Reinforcement Learning Disrupts Gradient-Based Adversarial Optimization

Gradient-based adversarial attacks remain a dominant threat to deep neural networks (DNNs), as they exploit gradient information to efficiently optimize adversarial perturbations. To address this, we investigate whether reinforcement learning (RL) training can disrupt the gradient structure used by attackers by training image classifiers with policy-gradient objectives and epsilon-greedy exploration. Through systematic experiments across CIFAR-10, CIFAR-100, and ImageNet-100 with multiple architectures, we find that RL-trained classifiers significantly disrupt gradient-based adversarial optimization. To explain this, we conduct a comprehensive mechanism analysis using loss landscape visualization, static and dynamic gradient indicators, and predictive entropy. Our analysis reveals that RL acts as an implicit regularizer, producing models with highly unstable gradient directions and smaller gradient magnitudes. This combination makes each PGD step both unreliable in direction and limited in magnitude, causing gradient-based attacks to fail within practical iteration budgets. We further show that combining RL with adversarial training (RL-adv) provides a dual-layer defense operating at two complementary levels: RL degrades gradient information available to attackers (gradient-level defense), while adversarial training strengthens decision boundaries (boundary-level defense). RL-adv achieves the highest robustness across all major attack types evaluated, including gradient-based (PGD, AutoAttack), transfer-based, and query-based attacks, outperforming SL-adv by a significant margin. These findings identify RL-induced gradient disruption as a complementary robustness mechanism and motivate future research on hybrid SL-RL training schedules that combine SL's efficiency with RL's gradient-regularization properties.

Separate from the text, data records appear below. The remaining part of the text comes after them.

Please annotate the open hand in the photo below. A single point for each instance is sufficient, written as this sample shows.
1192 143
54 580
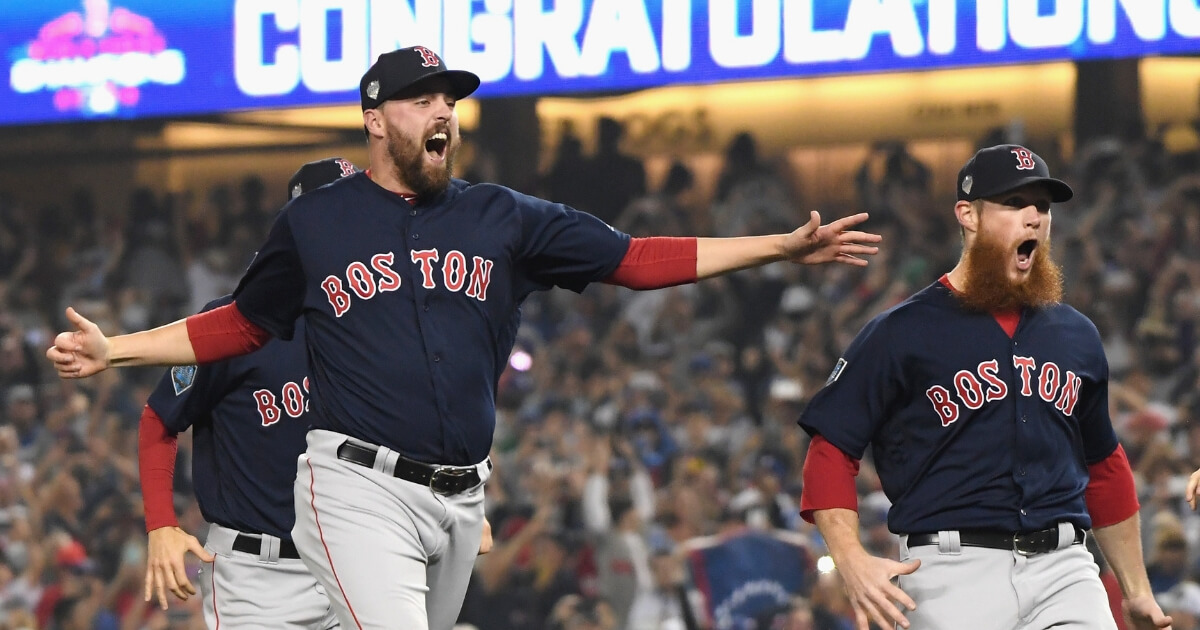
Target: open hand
165 563
835 243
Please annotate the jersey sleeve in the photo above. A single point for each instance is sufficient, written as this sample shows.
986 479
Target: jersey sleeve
853 402
187 393
564 247
1095 423
273 289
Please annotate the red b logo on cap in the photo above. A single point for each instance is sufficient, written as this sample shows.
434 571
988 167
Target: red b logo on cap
1024 159
430 59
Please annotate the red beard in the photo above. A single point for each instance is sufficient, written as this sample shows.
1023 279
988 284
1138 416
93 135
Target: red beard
989 288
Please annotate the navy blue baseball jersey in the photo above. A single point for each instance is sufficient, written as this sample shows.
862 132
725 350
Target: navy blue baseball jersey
249 424
970 427
412 311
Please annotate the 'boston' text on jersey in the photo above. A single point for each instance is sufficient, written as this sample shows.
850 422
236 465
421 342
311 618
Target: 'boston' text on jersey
364 283
973 389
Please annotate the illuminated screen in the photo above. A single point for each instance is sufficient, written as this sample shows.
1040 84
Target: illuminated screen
94 59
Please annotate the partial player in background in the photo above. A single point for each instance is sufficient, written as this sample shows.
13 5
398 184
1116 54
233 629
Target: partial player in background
409 283
985 402
249 424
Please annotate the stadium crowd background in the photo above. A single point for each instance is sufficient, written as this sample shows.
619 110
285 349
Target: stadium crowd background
629 424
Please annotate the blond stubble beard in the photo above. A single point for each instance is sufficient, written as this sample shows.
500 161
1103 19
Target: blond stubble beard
988 287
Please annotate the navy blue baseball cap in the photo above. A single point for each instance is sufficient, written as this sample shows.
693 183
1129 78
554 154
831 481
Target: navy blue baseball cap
1001 168
399 70
317 174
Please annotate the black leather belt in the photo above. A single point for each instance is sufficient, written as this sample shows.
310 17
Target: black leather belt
251 544
441 479
1024 543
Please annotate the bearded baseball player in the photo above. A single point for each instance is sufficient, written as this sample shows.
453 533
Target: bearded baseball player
249 423
409 285
984 400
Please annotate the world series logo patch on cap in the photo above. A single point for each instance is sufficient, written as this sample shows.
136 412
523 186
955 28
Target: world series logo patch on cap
181 377
837 371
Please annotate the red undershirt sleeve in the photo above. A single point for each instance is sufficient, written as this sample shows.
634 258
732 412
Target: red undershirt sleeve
655 263
223 333
1110 492
156 469
828 479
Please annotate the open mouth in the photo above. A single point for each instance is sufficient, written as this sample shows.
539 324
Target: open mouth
437 145
1025 253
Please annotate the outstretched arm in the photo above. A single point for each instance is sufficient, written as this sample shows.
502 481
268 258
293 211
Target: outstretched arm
202 339
167 543
810 244
1121 545
87 351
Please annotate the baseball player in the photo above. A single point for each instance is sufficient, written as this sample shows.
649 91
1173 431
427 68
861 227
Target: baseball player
985 402
409 283
250 424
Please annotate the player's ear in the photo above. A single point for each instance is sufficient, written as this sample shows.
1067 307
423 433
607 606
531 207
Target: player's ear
372 121
967 214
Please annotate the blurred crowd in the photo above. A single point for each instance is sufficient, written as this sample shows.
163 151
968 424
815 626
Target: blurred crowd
637 433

翻译：基于梯度的对抗攻击仍然是深度神经网络的主要威胁来源，因其利用梯度信息高效优化对抗扰动。为应对这一问题，我们探究强化学习训练能否通过采用策略梯度目标函数与ε-贪心探索机制训练图像分类器，从而破坏攻击者所依赖的梯度结构。通过在CIFAR-10、CIFAR-100和ImageNet-100数据集上采用多种架构进行系统性实验，我们发现经强化学习训练的分类器能够显著破坏基于梯度的对抗优化。为解释这一现象，我们运用损失景观可视化、静态与动态梯度指标以及预测熵开展了全面的机理分析。分析表明，强化学习充当了隐式正则化器，使模型产生高度不稳定的梯度方向和较小的梯度幅值。这种组合效应导致每次PGD迭代在方向上不可靠且幅值受限，致使基于梯度的攻击在实用迭代预算内失效。我们进一步证明，将强化学习与对抗训练相结合（RL-adv）可提供双层防御机制，在互补层面发挥作用：强化学习削弱攻击者可获取的梯度信息（梯度级防御），而对抗训练强化决策边界（边界级防御）。在评估的所有主要攻击类型中，包括基于梯度（PGD、AutoAttack）、基于迁移和基于查询的攻击，RL-adv均取得最高鲁棒性，显著优于SL-adv方法。这些发现将强化学习诱导的梯度破坏机制确立为一种互补性鲁棒性方案，并推动未来研究探索结合监督学习效率与强化学习梯度正则化特性的混合SL-RL训练模式。